Point 2: the literature for special functions contains many different conventions for limiting cases, branch cuts, normalizing factors, complex extensions, and so forth. Sometimes the meaning even changes within the same work! Unfortunately, it's not possible to be consistent with the rest of the world, but it's at least possible to be self-consistent. Constant symbols like CC and Pow in Fungrim are intended to represent objects in a fixed mathematical universe, with an immutable meaning. In particular, functions in Fungrim are (partial) functions on this mathematical universe, and they are meant to be functions in the formal mathematical sense. Fungrim will make an opinionated choice and stick to it consistently; for example:

$\log(z)$ or Log(z) represents the principal branch of the natural logarithm (with $\log(-1) = +\pi i$)
$0^0 = 1$
$1 / 0 = {\tilde \infty}$, where $\tilde \infty$ or UnsignedInfinity represents a specific object in the Fungrim universe

These meanings cannot be overriden with handwaving alone. It's of course also possible to have alternative functions with different branch cuts and true multivalued functions that return sets or some objects representing equivalence classes, but such functions need to be formalized explicitly.

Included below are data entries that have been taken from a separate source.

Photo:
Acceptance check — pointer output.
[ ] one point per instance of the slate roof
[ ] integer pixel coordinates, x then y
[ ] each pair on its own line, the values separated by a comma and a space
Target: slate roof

Point 3: the idea here is that S-expressions should form functions of their free variables in the obvious way, so that formulas can be evaluated and composed mechanically. Often in mathematical writing, we take a formula to define a function "modulo exceptional cases", with the understanding that the reader can fill in the gaps as needed.

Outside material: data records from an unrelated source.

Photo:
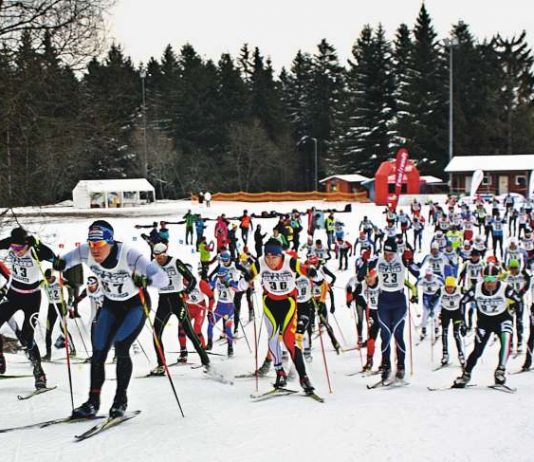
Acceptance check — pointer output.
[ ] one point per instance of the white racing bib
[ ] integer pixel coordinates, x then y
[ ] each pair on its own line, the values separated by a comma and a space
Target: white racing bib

For example, consider the function $f(z)$ represented by the expression $z / z$, or Div(z, z). What is the value of $f(0)$? An experienced complex analyst might remove the removable singularity without hesitation and answer that $f(0) = 1$, but this is not a valid application of variable substitution because $0 / 0$ is undefined (in Fungrim). Evaluating $f(0) = 1$ requires computing a limit, which is a more high-level manipulation than expression-level substitution. The formula $z / z = 1$ would therefore not represent a correct theorem with the assumption that $z \in \mathbb{C}$, but it would be correct with the assumption that $z \in \mathbb{C} \setminus \{0\}$. Alternatively, to get a bit technical, $z / z = 1$ would be correct with $z$ as a suitable function field or formal power series generator, say $z = x$ where $x$ is the generator of $\mathbb{C}[[x]]$, but then evaluating this "in-universe symbol" $x$ at a complex number would be a higher-level manipulation and not a valid application of expression-level substitution. As human mathematicians, we are used to doing such manipulations implicitly, but more strictly they need to be formalized explicitly (and indeed, the Fungrim formula language should allow doing so). Computer algebra systems also tend to switch between these interpretations implicitly, which is a source of bugs.

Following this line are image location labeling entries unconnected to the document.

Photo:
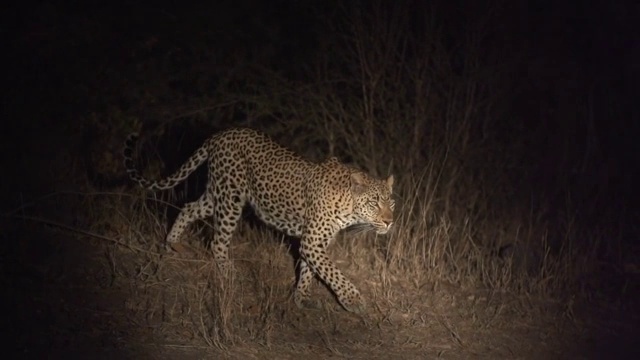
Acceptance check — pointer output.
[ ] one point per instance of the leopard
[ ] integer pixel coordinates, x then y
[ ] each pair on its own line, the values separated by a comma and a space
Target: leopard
311, 201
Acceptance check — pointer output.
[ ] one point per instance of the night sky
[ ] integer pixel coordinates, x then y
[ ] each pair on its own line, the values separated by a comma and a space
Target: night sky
566, 81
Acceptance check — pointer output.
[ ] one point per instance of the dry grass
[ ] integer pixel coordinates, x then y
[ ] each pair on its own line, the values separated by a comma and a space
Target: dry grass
471, 268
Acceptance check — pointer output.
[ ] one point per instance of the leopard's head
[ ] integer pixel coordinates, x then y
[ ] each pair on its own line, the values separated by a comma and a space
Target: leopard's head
372, 202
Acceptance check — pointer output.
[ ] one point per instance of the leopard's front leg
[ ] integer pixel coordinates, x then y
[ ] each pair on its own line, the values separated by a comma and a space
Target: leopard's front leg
312, 252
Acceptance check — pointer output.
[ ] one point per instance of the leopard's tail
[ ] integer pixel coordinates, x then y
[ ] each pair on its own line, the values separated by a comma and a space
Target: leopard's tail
169, 182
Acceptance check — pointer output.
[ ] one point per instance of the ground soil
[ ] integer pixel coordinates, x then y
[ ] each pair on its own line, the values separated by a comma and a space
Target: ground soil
65, 299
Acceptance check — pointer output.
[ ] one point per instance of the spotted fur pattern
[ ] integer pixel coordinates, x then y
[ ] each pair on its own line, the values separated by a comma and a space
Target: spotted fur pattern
313, 201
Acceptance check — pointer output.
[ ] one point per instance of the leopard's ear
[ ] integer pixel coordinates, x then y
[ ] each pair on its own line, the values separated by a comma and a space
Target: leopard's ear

For another example, consider the equation $0^z = 0$. This is not valid (in Fungrim) without proper assumptions on $z$ because it would be inconsistent with the case $0^0 = 1$ mentioned above.

These simple examples are perhaps not convincing because it's easy to spot the exceptional cases, but life gets harder when you start composing formulas and dealing with functions of several variables! Here is a less trivial example of an inconsistency in Mathematica (and also the Wolfram Functions Site): is the confluent hypergeometric function ${}_1F_1(-1,-1,x)$ equal to $1+x$ or is it equal to $e^x$? Mathematica has a different answer depending on the variable substitution order:

SymPy gives the same contradictory output. Depending on your point of view, this is either a violation of point 2 (self-consistent function definitions) or point 3 (consistent meaning of variable substitution). What does Fungrim say? The topic page Confluent hypergeometric functions lists several transformation formulas for the ${}_1F_1$ function. The relevant entries are dec042 which states $$\,{}_1F_1\!\left(-n, b, z\right) = \sum_{k=0}^{n} \frac{\left(-n\right)_{k}}{\left(b\right)_{k}} \frac{{z}^{k}}{k !}$$ subject to certain conditions on the variables, and be533c which states $$\,{}_1F_1\!\left(a, b, z\right) = {e}^{z} \,{}_1F_1\!\left(b - a, b, -z\right),$$ again subject to certain assumptions. After substitution and elementary simplifications, the first formula gives ${}_1F_1(-1,-1,1) = 2$ and the second formula gives ${}_1F_1(-1,-1,1) = e$. However, the parameters $(a,b,z) = (-1,-1,1)$ actually violate the assumptions stated in entry be533c, so only the first evaluation is valid, and there is no contradiction in Fungrim.

On the Wolfram Functions site, we find the formulas Hypergeometric1F1/03/01/04/02/0003 and Hypergeometric1F1/16/01/01/0001/ which contradict each other; note that full assumptions for the variables are not given.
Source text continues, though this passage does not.